Ruling Over Unruly Programs
And why theoretical security is theoretically impossible, and how to tell good programs from bad ones
By Simson Garfinkel
September 01, 2003 — CSO — Trojan horses. Keyboard loggers. Viruses. Bad insiders. Bad outsiders. Evil-doers. Perforated firewalls. Corrupt backups. Spam. A few years ago, many security professionals I knew looked forward to the day when the majority of the world's computer security problems were worked out. Back then, we thought that improving security was just a question of deploying technology, providing training and getting people to follow the appropriate procedure. But a look at computer science theory proves otherwise.
A fundamental goal of computer security has been to put some sort of restrictions on program execution. For example, worms and viruses wouldn't be a problem if they didn't damage our files, reformat our hard drives and e-mail themselves to everybody in our address books. If there were just some way we could stop the bad programs from doing what we don't want, without affecting the execution of the good programs, our problem would be solved.
But to stop the bad programs, we're going to need some way of distinguishing the bad from the good. That is, we're going to need a pro-gram-analyzing program that can look at any given suspect program and determine if it has any hostile code. If it doesn't, then the suspect application is safe to run. Security is simple.

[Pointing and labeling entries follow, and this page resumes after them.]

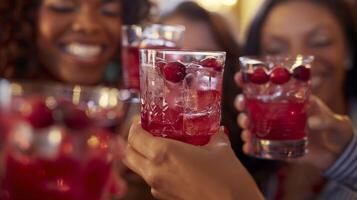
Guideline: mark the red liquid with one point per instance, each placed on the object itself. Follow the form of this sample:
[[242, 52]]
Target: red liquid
[[68, 176], [130, 59], [62, 179], [277, 120], [190, 127]]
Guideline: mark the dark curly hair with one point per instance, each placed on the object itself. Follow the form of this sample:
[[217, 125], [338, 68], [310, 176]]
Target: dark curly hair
[[18, 51]]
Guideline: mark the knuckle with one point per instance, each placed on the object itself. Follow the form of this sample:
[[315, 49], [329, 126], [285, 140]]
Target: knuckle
[[153, 180]]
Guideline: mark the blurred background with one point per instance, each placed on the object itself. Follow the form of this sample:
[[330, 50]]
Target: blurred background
[[238, 13]]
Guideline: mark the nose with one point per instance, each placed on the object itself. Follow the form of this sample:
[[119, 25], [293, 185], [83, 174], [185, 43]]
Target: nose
[[300, 48], [86, 21]]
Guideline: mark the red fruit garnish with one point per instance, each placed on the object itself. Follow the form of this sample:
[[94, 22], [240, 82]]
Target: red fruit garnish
[[280, 75], [212, 63], [76, 118], [174, 71], [36, 112], [302, 73], [259, 76], [245, 77]]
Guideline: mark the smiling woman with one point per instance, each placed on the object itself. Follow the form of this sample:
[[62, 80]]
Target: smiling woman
[[64, 40]]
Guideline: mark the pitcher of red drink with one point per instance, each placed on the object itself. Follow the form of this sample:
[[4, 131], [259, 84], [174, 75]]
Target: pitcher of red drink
[[277, 93], [58, 141], [134, 37]]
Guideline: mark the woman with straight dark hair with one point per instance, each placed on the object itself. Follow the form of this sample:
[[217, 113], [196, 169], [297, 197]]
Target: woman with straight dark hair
[[324, 29]]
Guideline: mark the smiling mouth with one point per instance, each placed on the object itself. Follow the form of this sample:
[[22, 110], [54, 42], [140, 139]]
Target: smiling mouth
[[83, 51]]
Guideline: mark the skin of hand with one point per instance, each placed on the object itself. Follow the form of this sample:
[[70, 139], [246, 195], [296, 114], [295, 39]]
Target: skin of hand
[[328, 133], [176, 170]]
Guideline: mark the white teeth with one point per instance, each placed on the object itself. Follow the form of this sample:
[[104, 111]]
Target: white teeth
[[83, 50]]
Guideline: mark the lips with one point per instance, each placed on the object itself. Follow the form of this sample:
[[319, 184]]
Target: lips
[[83, 51]]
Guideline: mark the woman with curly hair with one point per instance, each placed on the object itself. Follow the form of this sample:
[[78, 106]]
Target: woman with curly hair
[[71, 41]]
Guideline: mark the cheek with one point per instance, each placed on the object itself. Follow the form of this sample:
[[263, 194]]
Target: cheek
[[50, 27], [113, 28]]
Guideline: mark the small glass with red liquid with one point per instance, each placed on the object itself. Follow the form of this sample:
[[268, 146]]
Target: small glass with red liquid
[[58, 141], [134, 37], [277, 93], [181, 94]]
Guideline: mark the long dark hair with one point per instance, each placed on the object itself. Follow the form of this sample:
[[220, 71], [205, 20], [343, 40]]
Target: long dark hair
[[18, 51], [338, 8]]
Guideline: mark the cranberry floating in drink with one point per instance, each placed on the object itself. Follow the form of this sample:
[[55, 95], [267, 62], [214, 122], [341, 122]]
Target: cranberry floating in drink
[[277, 91], [181, 94], [56, 144], [154, 36]]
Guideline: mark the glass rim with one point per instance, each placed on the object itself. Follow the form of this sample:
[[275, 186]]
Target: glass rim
[[185, 52], [265, 58]]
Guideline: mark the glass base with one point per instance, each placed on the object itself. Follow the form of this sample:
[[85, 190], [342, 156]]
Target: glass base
[[132, 95], [278, 149]]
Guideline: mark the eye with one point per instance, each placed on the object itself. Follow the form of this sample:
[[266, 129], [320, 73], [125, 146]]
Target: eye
[[61, 6], [320, 41], [111, 9], [275, 49]]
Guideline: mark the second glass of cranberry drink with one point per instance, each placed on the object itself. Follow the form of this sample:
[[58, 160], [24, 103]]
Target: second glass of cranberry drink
[[277, 92], [181, 94], [58, 143], [154, 36]]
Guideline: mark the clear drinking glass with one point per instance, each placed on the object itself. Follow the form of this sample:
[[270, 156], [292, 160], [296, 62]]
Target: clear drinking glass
[[277, 92], [59, 142], [181, 93], [134, 37]]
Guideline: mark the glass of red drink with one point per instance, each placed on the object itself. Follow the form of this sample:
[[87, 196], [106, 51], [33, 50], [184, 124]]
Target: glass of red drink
[[58, 141], [135, 37], [277, 92], [181, 93]]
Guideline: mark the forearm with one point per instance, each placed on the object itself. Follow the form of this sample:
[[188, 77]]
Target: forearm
[[244, 187]]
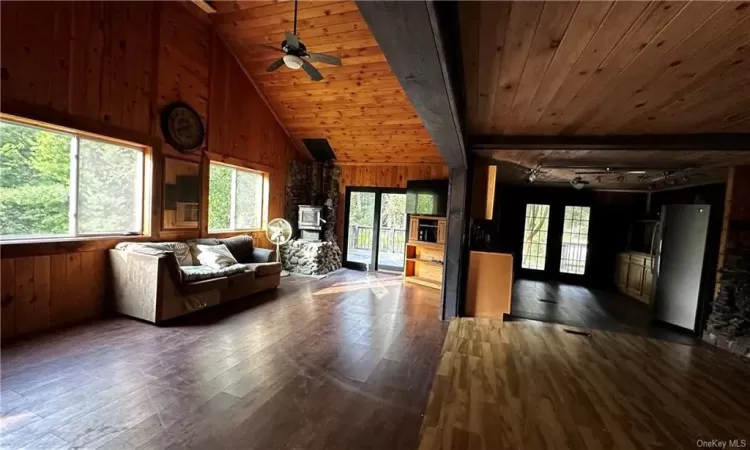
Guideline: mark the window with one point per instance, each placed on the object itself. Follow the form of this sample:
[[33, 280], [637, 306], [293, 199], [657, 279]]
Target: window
[[575, 239], [235, 198], [57, 183], [535, 237]]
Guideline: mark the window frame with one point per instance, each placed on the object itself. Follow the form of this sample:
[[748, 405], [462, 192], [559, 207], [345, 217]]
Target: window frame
[[563, 260], [232, 206], [536, 256], [145, 163]]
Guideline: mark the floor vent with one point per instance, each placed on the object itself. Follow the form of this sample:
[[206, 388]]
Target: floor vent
[[579, 333]]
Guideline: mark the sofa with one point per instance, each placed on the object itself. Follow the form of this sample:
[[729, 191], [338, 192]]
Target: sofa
[[157, 281]]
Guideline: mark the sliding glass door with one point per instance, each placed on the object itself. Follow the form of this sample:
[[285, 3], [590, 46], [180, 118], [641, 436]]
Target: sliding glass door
[[375, 229]]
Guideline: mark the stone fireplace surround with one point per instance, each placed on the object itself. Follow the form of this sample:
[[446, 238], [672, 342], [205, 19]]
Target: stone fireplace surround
[[728, 325], [312, 183]]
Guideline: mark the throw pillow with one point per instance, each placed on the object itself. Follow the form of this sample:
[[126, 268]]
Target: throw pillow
[[215, 256], [241, 247]]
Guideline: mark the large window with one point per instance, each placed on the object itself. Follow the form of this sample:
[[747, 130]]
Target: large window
[[535, 237], [235, 198], [575, 239], [57, 183]]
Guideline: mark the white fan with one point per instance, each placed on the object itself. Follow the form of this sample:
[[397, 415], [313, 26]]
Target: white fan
[[279, 232]]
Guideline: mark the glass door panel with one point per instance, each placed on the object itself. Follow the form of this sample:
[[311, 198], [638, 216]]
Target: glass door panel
[[392, 234], [360, 235]]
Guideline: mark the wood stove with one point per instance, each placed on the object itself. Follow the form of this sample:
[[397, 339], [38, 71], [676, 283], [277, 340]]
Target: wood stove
[[309, 222]]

But, as it turns out, writing such a program-analyzing program is theoretically impossible.
The impossibility stems not from legal issues, such as determining whether a programmer had "criminal intent", but from a technical conundrum. The mathematics of computing make it impossible to write software that can figure out what other programs can do, prior to execution.
To be sure, it is possible to write programs that can examine simple programs and determine what they do. But there's the problem: In principle, there is no way to examine a program's instructions and figure out precisely what it does. That's because it is too complicated. In principle, running the software is the only way to discover what it does. And once a hostile program is run, it's too late: The damage has been done.
That's why today's antivirus systems don't try to predict what an infected program will do. Instead, these systems have a list of "signatures," or sequences of bytes, that have been observed in existing viruses. If the copy of Microsoft Word that's about to be run contains the same copy of bytes that were discovered years ago in the Michelangelo virus, for example, then that copy of Word is deemed infected and is not permitted to run.